Cass. Soc., 11 septembre 2024 (n°22-24.514)

La Cour de cassation a eu l’occasion de préciser les éléments devant être invoqués dans la lettre de licenciement, en se prononçant sur le point de savoir si la datation des faits invoqués dans cette dernière était nécessaire.

En l’espèce, après avoir été licencié pour faute grave fondée sur des vols et des détournements le 13 janvier 2013, un salarié a saisi la juridiction prud’homale afin de contester son licenciement.
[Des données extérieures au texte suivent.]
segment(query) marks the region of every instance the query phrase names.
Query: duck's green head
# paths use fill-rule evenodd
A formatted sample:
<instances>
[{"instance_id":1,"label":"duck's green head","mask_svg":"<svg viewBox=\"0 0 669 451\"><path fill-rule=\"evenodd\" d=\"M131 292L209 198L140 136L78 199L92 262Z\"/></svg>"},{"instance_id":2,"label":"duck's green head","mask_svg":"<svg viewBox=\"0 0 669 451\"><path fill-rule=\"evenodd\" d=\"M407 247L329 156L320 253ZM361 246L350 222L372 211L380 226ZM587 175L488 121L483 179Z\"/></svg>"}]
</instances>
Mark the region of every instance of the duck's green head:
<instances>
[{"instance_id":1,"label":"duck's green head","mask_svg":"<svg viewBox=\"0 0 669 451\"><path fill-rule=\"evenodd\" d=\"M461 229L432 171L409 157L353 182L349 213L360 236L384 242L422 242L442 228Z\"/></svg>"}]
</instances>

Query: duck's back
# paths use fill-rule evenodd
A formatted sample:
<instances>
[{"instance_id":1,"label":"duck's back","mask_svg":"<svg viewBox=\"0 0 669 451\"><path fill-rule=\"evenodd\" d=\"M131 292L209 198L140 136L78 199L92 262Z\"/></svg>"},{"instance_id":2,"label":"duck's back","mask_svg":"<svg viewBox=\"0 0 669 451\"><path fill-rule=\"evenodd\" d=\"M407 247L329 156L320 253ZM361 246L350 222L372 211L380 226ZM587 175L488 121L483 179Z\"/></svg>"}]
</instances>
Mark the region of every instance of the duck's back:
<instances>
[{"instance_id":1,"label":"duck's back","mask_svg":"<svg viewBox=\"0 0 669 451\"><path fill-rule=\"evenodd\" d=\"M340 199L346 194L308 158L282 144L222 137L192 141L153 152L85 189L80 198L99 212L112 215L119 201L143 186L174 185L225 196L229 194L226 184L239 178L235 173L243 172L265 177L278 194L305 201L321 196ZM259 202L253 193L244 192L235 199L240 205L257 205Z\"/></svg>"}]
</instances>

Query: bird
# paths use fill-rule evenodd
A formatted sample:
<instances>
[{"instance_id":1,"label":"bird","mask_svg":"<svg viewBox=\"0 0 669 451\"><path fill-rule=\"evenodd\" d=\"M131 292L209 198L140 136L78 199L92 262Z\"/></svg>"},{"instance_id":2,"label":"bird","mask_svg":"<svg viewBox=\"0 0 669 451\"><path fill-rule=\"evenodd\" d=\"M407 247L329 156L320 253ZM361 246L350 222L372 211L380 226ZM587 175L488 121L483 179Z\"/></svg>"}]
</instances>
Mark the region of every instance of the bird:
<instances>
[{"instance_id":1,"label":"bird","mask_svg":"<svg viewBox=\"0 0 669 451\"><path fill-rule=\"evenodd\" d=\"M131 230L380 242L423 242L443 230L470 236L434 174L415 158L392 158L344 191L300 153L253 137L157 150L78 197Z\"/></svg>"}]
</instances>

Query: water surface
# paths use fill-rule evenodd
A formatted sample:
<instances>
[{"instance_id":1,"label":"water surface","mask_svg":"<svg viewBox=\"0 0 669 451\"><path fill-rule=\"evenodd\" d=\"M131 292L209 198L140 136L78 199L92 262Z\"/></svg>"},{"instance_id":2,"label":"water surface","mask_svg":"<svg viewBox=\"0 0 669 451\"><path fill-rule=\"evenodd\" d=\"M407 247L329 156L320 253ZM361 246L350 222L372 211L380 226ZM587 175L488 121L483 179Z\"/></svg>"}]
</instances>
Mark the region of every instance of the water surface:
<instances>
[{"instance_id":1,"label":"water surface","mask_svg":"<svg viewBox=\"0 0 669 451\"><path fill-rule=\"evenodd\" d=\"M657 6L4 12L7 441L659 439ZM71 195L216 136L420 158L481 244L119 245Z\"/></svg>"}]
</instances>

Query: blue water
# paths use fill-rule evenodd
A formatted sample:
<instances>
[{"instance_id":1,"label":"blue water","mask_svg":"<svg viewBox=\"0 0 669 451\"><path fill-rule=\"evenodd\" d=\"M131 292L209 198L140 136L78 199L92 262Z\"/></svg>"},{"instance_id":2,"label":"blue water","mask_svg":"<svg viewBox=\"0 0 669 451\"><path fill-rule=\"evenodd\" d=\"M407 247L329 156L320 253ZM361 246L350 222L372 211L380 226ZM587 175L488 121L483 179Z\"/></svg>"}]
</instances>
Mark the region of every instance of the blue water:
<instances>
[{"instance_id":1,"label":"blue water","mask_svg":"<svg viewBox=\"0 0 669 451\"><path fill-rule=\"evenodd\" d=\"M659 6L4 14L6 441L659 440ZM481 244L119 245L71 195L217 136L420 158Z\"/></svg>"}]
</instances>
Les juges du fond ont considéré que le licenciement était sans cause réelle et sérieuse et condamné l’employeur à verser au salarié diverses indemnités. La Cour d’appel estimait notamment que l’employeur n’avait pas précisé au sein de la lettre de licenciement la date de découverte de l’ampleur des détournements reprochés au salarié, qu’il situait pourtant au 20 décembre 2012, à la faveur d’une réunion qui se serait tenue au siège d’une autre société. Le salarié était donc fondé à opposer à l’employeur la prescription des faits litigieux.

Dans le cadre de son pourvoi en cassation, la société soutenait notamment que la lettre de licenciement n’avait pas à préciser la date des faits reprochés, ni celle à laquelle ils avaient été découverts par l’employeur. Par conséquent, les juges du fond auraient seulement dû rechercher si l’employeur justifiait de cette découverte dans le délai de prescription, puis, dans l’affirmative, vérifier si les faits litigieux étaient de nature à justifier le licenciement pour faute grave, ou, a minima, pour cause réelle et sérieuse.

La question posée à la Haute Juridiction était alors celle de savoir si le seul fait que la lettre de licenciement ne précise pas la date des faits fautifs fondant le licenciement, ou la date de découverte de ces derniers par l’employeur, était de nature à priver la rupture de cause réelle et sérieuse.

C’est au visa des articles L.1232-6 et 1332-4 du Code du travail que la Cour de cassation répond par la négative. D’une part, la Cour pose le principe selon lequel, si la lettre de licenciement doit énoncer des motifs précis et matériellement vérifiables, la datation des faits invoqués n’est pas nécessaire. En ce sens, l’employeur est en droit, en cas de contestation, d’invoquer toutes les circonstances de fait qui permettent de justifier ces motifs. En l’occurrence, la cour d’appel ne pouvait statuer ainsi alors qu’elle avait constaté que la lettre de licenciement, qui n’avait pas à préciser la date des faits reprochés, énonçait des griefs précis et matériellement vérifiables. D’autre part, la Cour ajoute qu’il appartenait aux juges du fond de vérifier si l’employeur justifiait de la découverte de ces faits dans les délais impartis, et, si ces faits étaient établis et justifiaient le licenciement.

Si cette décision ne constitue pas une réelle nouveauté en la matière – le principe selon lequel les juges du fond ne peuvent pas se fonder sur l’absence de précision quant à la date des griefs allégués par l’employeur pour en conclure à une absence de cause réelle et sérieuse du licenciement avait d’ores et déjà été posé dans plusieurs décisions (Cass. Soc., 7 mars 1995, n°93-43.415 et 93-43.596 ; Cass. Soc., 5 janv. 1995, n°93-42.190) – elle a le mérite de confirmer la position de la Cour de cassation et d’inviter les sociétés à la plus grande rigueur dans une telle situation afin d’éviter toute potentielle contestation.